Cette frêle artiste aux yeux bleu délavé a inventé un procédé unique pour fabriquer des meubles hautement originaux. Elle utilise la technique du feutre, « la première étoffe jamais inventée, primitive, qui ne nécessite aucune machine »,souligne-t-elle. Dans son atelier de Tel-Aviv, elle mélange les fils de laine, de soie et de lin, ainsi que les couleurs à la manière d’un peintre. Ensuite, elle humidifie, frotte, presse la matière jusqu’à l’agglutiner et obtenir l’effet recherché.

Evocation d’une peau animale, de la croûte terrestre ou d’une surface rocheuse, chaque pièce est différente. L’idée du feutre s’est imposée alors que la diplômée de l’Académie des beaux-arts de Bezalel, à Jérusalem, devenue étudiante à l’Institut polytechnique du Middlesex de Londres, découvre dans une exposition une installation de l’artiste allemand Joseph Beuys (1921-1986) : « Je me souviens d’énormes rouleaux de feutre tapissant les murs jusqu’au plafond, et d’un grand piano. J’ai ressenti la présence protectrice et la qualité acoustique du feutre, alors même que le piano ne jouait pas… » La jeune femme apprend à confectionner cette matière qu’elle applique à du mobilier.

Des cristaux et des coraux

En 1994, la Galerie Artifact de Tel-Aviv expose un fauteuil de la série « Sama » et le succès est au rendez-vous. « Je me suis rendu compte, au travers de ce meuble, que les gens percevaient mon message. Le temps que je passe sur chaque pièce, l’empreinte de ma main… tout ce qui me permet de fabriquer des objets que j’espère humanisés. »

A côté de ses fauteuils totems, Ayala Serfaty crée des luminaires tout aussi époustouflants. Elle chauffe de fines tiges de verre soufflées en Italie, jusqu’à ce qu’elles fondent partiellement et s’agglutinent. Petit à petit se dessinent une dentelle ou une toile d’araignée, qu’elle enrobe d’un polymère, qui vient filtrer aussi la lumière. « La dentelle de verre ? Je l’ai découverte grâce à un travail de fin d’études d’Eytan Hall, dans le département céramique de l’Académie des beaux-arts de Bezalel. J’ai eu l’idée du spray de polymère en pensant à des œuvres que j’avais admirées au MoMA, à New York : les lampes Bubble de George Nelson dans les années 1950, et les luminaires des frères Castiglioni dans les années 1960. »

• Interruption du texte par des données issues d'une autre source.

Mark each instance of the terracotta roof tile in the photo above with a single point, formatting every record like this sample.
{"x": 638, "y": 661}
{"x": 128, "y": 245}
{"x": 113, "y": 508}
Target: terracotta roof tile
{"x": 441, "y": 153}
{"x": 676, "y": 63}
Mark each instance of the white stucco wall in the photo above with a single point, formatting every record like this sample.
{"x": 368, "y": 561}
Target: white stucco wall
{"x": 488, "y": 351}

Le résultat ? Des éclairages comme des cristaux de neige étincelants, des nuages, des coraux ou des lichens qu’elle met au point avec l’aide d’Eytan Hall, qui fait désormais partie de son atelier où travaillent quatre personnes. Ayala Serfaty ne regrette pas son parcours de la peinture, à ses débuts, jusqu’à ce champ inexploré où fusionnent art, design et artisanat. « Il y a une telle liberté à travailler les textiles et les couleurs des fils ou celles des tiges de verre. On peut montrer ses sentiments ou ses émotions, comme dans un tableau en 3D. Dans les temps anciens, on peignait sur les murs des grottes, sur les vases de cérémonie ; il n’y avait pas l’art pour l’art. L’art était une chose domestique, il s’exprimait sur les objets du quotidien, amenant confort et réconfort. En ce sens, je fais de l’art domestique. »

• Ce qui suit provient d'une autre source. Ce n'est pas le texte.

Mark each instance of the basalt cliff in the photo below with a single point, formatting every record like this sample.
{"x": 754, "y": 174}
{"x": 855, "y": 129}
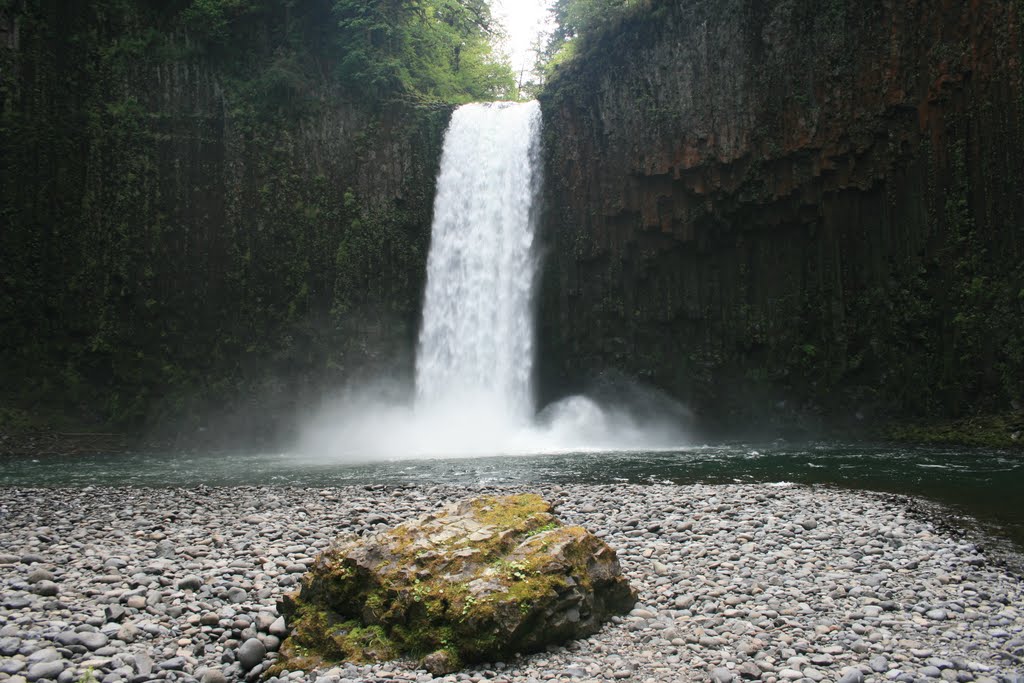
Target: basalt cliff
{"x": 794, "y": 208}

Ses créations habitées – dont nombre sont entrées dans les collections permanentes du London Design Museum, du Metropolitan Museum of Art ou du Cooper-Hewitt Museum, aux Etats-Unis… – portent des noms évocateurs. La série de fauteuils en feutre, sensuels et tutélaires, s’appelle « Rapa » (« le docteur », en hébreu). On y retrouve l’idée de protection chère à Joseph Beuys, qui disait avoir été soigné et sauvé, pendant la seconde guerre mondiale, par ce matériau. Les sculptures lumineuses – avec le verre visible tels des os, des cartilages ou des veines sous sa peau de polymère – se nomment Soma (« le corps », en grec). Elles incarnent la puissance en même temps que la fragilité des êtres humains.

Loin de copier la nature, l’inspirée Ayala Serfaty insuffle poésie et spiritualité aux objets du quotidien. « Je mets de la vie dans des natures mortes », précise-t-elle, en espérant que « les gens passeront sur terre un bien meilleur moment en leur compagnie ».